Ground 2: Obviousness over Yu and Leedy ’695 - Claims 36 and 51 are obvious over Yu in view of Leedy ’695.

• Prior Art Relied Upon: Yu (a 1996 IEEE conference paper titled "Real-Time Microvision System with Three-Dimensional Integration Structure") and Leedy ’695 (Patent 5,354,695).
• Core Argument for this Ground:
  • Prior Art Mapping: Petitioner asserted that Yu disclosed a 3D integrated circuit system with vertically stacked 2D LSIs (Large Scale Integration circuits). Yu explicitly taught grinding and polishing silicon substrates to a thinness of about 30 µm and bonding them with microbumps and adhesive. Yu further disclosed buried interconnects insulated with silicon dioxide (SiO₂). The primary missing element, Petitioner argued, was the explicit disclosure that this SiO₂ insulator was a "low stress" dielectric as required by the claims.
  • Motivation to Combine: A POSITA would combine Yu with Leedy ’695 because both address the same technological field of 3D IC integration. Leedy ’695's express purpose was to provide low-stress dielectrics to enhance structural integrity and prevent stress-related failures like cracking and warpage, which are inherent challenges in the stacked structures described by Yu. The motivation was to improve the robustness and manufacturability of Yu’s system by applying the known stress-reduction solution from Leedy ’695.
  • Expectation of Success: Success would be reasonably expected because Leedy ’695 taught that its low-stress films were compatible with conventional IC processing techniques. Applying Leedy's known deposition process for low-stress SiO₂ in place of Yu's standard SiO₂ was argued to be a straightforward substitution of one known element for another to obtain a predictable improvement.

4. Key Claim Construction Positions

Petitioner argued that the term "substantially flexible" required specific construction based on the patentee's lexicography and statements during prosecution to avoid being found indefinite.

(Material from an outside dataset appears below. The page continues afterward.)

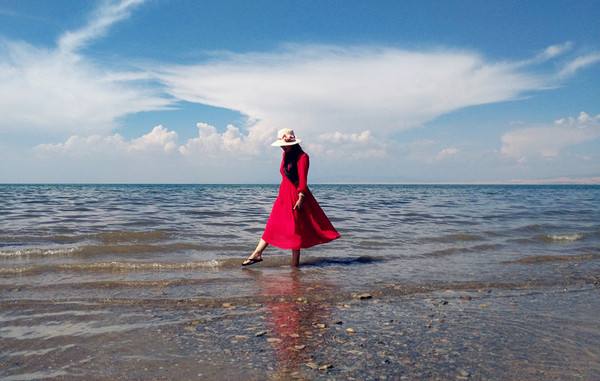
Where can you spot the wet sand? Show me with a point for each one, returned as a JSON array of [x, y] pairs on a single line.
[[296, 327]]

Two constructions were proposed depending on the type of "substrate" being modified:

• "substantially flexible" semiconductor substrate: Petitioner proposed this term be construed as "a semiconductor substrate that has been thinned to a thickness of less than 50 µm and subsequently polished or smoothed." This construction was based on an explicit definition provided in the ’617 patent specification.
• "substantially flexible" circuit substrate: Petitioner proposed this term be construed as "an integrated circuit [circuit substrate] having a semiconductor substrate that has been thinned to a thickness of less than 50 µm and subsequently polished or smoothed, and where the dielectric material used in processing the semiconductor substrate must have a stress of 5×10⁸ dynes/cm² tensile or less." This construction was based on definitions and arguments the applicant made during the prosecution of related patent applications to overcome prior art.

5. Relief Requested

• Petitioner requested institution of an inter partes review and cancellation of claims 36 and 51 of Patent 8,410,617 as unpatentable.